Frits Bolkestein, the European commissioner for financial services, has written to SEC chairman William Donaldson demanding that EU audit firms working for US-listed companies be exempted from registering with the Public Company Accounting Oversight Board. By registering, firms would effectively be brought under the board?s remit.
In the letter, Bolkestein said the proposals were ‘ineffective, unnecessary, disproportionate, likely to cause distortions in the market and prejudicial to future EU policy-making on audit issues’.
He then warned that ‘it would be difficult to avoid call for reciprocity and requirements whereby the US [firms] would have to register with all our member states’, adding that this could mean undergoing the process up to 25 times.
The oversight board has already heard protests from Big Four firms on the proposals, and ICAEW president Peter Wyman is hoping to earn some concessions for the profession in the UK. But a blanket exemption for all EU firms is thought highly unlikely, and Brussels is under pressure to leave the negotiation of exemptions to individual member states.
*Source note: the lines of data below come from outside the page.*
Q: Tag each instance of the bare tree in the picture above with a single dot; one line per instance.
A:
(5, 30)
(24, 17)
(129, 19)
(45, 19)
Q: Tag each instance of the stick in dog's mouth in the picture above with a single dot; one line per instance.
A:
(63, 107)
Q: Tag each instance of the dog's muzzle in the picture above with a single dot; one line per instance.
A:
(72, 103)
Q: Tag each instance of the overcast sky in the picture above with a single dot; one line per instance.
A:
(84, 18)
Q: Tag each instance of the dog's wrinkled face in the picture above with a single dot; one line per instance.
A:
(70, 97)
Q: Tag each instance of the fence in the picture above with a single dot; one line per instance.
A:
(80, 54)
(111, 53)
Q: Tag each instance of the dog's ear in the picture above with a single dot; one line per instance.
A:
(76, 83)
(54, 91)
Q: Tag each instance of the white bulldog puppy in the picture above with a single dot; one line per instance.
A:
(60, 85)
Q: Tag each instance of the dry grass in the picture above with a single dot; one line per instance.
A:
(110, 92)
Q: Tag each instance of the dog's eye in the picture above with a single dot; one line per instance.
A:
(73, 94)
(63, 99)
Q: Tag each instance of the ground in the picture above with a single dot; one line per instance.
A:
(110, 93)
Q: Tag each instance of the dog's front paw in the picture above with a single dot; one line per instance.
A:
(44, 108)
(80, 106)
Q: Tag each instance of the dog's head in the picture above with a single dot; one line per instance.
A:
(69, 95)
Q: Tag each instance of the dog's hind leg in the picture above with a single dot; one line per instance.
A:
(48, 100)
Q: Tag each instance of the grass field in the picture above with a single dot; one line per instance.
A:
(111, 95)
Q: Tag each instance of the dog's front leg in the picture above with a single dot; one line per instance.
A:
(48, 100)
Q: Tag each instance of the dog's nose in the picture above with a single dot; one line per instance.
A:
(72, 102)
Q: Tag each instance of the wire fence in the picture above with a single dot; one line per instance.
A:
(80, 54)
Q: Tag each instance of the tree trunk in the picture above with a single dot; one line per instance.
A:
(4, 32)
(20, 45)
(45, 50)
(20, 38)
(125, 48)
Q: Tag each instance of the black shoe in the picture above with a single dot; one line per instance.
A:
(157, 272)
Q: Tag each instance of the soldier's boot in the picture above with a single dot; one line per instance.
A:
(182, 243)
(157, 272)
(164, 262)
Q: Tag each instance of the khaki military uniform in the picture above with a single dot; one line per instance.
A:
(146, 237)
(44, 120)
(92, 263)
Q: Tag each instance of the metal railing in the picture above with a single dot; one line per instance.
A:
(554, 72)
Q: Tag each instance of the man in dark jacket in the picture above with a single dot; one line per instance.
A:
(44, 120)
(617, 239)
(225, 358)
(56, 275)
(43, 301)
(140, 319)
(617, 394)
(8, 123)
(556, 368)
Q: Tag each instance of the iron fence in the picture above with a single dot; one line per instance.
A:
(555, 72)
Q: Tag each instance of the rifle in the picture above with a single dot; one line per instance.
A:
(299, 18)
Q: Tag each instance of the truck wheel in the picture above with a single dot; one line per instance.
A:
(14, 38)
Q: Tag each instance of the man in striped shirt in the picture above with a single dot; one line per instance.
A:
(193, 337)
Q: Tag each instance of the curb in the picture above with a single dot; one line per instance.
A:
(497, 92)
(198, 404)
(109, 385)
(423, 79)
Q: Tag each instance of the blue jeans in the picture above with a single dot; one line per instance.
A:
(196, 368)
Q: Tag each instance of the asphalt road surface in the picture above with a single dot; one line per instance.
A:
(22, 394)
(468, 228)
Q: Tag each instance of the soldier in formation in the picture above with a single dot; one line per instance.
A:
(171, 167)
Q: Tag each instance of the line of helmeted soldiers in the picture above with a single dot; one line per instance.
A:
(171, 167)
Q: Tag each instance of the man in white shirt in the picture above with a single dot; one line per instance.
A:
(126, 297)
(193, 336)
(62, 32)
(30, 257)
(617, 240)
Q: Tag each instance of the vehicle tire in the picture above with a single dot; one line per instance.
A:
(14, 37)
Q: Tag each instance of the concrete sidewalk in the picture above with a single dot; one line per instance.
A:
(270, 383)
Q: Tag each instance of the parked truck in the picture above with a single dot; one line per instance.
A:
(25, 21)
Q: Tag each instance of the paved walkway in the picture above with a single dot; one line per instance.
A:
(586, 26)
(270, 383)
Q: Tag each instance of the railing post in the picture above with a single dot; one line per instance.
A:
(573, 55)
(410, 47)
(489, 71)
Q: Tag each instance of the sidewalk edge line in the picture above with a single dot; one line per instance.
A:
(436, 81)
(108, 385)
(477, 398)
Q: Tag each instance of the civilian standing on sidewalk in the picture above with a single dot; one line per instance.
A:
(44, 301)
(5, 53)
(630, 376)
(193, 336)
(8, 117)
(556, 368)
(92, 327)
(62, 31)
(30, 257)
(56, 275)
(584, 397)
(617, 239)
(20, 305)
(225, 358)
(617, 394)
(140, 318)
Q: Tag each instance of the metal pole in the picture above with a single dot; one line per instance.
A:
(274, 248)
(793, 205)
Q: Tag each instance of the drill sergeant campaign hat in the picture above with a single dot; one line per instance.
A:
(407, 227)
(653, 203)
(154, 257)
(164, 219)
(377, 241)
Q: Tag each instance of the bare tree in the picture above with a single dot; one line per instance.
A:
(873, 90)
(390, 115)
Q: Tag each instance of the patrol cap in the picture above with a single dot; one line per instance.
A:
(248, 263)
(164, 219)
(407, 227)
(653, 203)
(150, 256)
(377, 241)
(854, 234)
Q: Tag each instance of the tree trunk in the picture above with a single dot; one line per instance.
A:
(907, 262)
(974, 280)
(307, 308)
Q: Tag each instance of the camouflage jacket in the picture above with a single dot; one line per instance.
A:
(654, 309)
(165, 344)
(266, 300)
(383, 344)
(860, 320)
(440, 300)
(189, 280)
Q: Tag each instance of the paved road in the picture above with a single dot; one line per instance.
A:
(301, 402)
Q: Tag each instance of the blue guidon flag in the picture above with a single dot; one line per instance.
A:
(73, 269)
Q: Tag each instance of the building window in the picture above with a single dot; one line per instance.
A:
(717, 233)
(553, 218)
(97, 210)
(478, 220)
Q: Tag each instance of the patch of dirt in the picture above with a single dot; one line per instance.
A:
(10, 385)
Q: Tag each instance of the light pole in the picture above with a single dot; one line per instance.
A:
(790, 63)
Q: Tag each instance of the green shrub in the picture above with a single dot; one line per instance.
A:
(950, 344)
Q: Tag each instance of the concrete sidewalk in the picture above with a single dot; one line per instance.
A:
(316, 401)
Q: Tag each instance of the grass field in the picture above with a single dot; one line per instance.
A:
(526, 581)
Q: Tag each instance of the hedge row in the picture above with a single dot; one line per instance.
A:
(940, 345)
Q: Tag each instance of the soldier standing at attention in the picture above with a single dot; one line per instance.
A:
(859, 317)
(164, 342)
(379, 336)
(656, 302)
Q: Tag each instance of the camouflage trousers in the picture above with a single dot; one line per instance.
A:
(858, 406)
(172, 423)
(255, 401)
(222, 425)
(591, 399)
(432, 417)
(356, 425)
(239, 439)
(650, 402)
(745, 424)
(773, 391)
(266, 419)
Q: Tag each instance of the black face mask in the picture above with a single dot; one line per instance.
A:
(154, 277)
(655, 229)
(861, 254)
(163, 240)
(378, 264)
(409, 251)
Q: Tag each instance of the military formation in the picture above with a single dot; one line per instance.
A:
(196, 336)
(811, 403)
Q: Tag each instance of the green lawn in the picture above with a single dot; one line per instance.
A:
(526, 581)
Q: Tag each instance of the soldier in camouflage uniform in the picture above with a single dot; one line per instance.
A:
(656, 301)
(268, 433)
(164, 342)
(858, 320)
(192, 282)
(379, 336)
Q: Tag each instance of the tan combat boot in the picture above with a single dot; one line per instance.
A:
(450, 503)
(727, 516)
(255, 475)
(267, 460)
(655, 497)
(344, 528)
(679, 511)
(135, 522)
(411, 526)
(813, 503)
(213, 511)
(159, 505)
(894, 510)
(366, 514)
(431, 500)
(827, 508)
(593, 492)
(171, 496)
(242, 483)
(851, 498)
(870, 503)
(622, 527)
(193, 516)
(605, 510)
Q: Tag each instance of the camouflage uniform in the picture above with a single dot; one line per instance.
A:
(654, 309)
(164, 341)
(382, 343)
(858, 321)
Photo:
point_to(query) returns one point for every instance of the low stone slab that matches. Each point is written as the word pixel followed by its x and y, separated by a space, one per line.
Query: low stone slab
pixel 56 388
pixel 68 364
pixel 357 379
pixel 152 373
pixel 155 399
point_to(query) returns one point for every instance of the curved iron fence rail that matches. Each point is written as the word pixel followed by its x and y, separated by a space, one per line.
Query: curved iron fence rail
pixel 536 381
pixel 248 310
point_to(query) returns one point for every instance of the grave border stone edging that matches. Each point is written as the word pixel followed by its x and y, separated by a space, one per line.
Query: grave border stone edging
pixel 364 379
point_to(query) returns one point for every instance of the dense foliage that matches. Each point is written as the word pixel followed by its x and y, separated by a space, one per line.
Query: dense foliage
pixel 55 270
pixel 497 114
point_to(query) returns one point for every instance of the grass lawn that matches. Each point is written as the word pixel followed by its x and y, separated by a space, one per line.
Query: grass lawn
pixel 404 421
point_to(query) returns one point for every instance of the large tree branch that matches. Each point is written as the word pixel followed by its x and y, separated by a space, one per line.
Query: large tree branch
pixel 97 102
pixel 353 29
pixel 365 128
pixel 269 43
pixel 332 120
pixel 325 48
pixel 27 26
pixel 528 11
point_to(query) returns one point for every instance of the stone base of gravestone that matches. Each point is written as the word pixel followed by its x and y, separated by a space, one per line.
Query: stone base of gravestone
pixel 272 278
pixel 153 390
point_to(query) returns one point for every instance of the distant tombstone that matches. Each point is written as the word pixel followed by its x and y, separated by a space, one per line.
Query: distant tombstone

Resolving the issue of non-US audit firms working with US-listed companies will be one of the first tasks for the new oversight board chairman William McDonough, who was appointed to the position last week.
McDonough is currently the president of the First Reserve Bank of New York, a position he has held since 1993, and has a long history in the banking industry.
Following the controversy of the appointment of his predecessor William Webster, McDonough will not take up the position until a thorough background investigation of him has been undertaken.